10  Data Reduction

\[ \renewcommand{\P}{\mathbb{P}} \renewcommand{\E}{\mathbb{E}} \newcommand{\R}{\mathbb{R}} \newcommand{\var}{\mathrm{Var}} \newcommand{\cov}{\mathrm{cov}} \newcommand{\corr}{\mathrm{corr}} \newcommand{\dx}{\,\mathrm{d}x} \newcommand{\dy}{\,\mathrm{d}y} \newcommand{\eps}{\varepsilon} \]

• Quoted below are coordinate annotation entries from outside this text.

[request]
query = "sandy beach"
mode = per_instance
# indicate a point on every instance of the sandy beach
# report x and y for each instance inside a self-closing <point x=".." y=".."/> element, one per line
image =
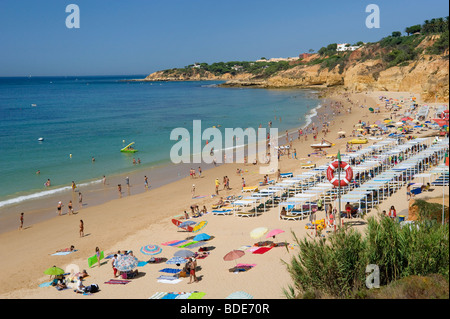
<point x="130" y="222"/>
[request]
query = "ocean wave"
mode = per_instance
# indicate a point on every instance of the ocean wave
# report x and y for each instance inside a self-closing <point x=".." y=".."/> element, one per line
<point x="41" y="194"/>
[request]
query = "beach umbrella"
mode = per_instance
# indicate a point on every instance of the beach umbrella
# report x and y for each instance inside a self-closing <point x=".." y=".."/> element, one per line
<point x="176" y="261"/>
<point x="184" y="253"/>
<point x="126" y="263"/>
<point x="201" y="237"/>
<point x="274" y="232"/>
<point x="258" y="232"/>
<point x="239" y="295"/>
<point x="234" y="254"/>
<point x="151" y="250"/>
<point x="195" y="245"/>
<point x="54" y="271"/>
<point x="187" y="223"/>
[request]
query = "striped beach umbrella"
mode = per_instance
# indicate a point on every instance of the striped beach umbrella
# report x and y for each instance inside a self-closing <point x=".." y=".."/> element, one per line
<point x="126" y="263"/>
<point x="151" y="250"/>
<point x="176" y="261"/>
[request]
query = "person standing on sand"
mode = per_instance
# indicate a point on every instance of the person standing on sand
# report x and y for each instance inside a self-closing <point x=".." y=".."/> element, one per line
<point x="97" y="253"/>
<point x="80" y="200"/>
<point x="217" y="186"/>
<point x="21" y="221"/>
<point x="81" y="228"/>
<point x="192" y="266"/>
<point x="59" y="208"/>
<point x="69" y="207"/>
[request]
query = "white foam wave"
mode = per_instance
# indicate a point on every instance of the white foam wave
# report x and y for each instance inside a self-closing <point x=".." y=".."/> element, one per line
<point x="41" y="194"/>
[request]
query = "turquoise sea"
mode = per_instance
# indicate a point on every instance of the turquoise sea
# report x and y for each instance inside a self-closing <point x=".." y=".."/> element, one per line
<point x="84" y="117"/>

A useful resource for this chapter is Using Multivariate Statistics by B.G.Tabachnick and L.S.Fidell. The material taught in this chapter will be met from a machine learning perspective in MA-M28 Modelling and Machine Learning — please see chapter 4 of Essential Math for Data Science if you would like an insight into this.

Factor Analysis (FA) and Principal Component Analysis (PCA) are statistical techniques applied to a (large) set of variables to try to reduce them into subsets of relatively independent variables. Such subsets contain variables that are correlated with one another, but largely independent of other subsets of variables and are combined into factors (or components in PCA).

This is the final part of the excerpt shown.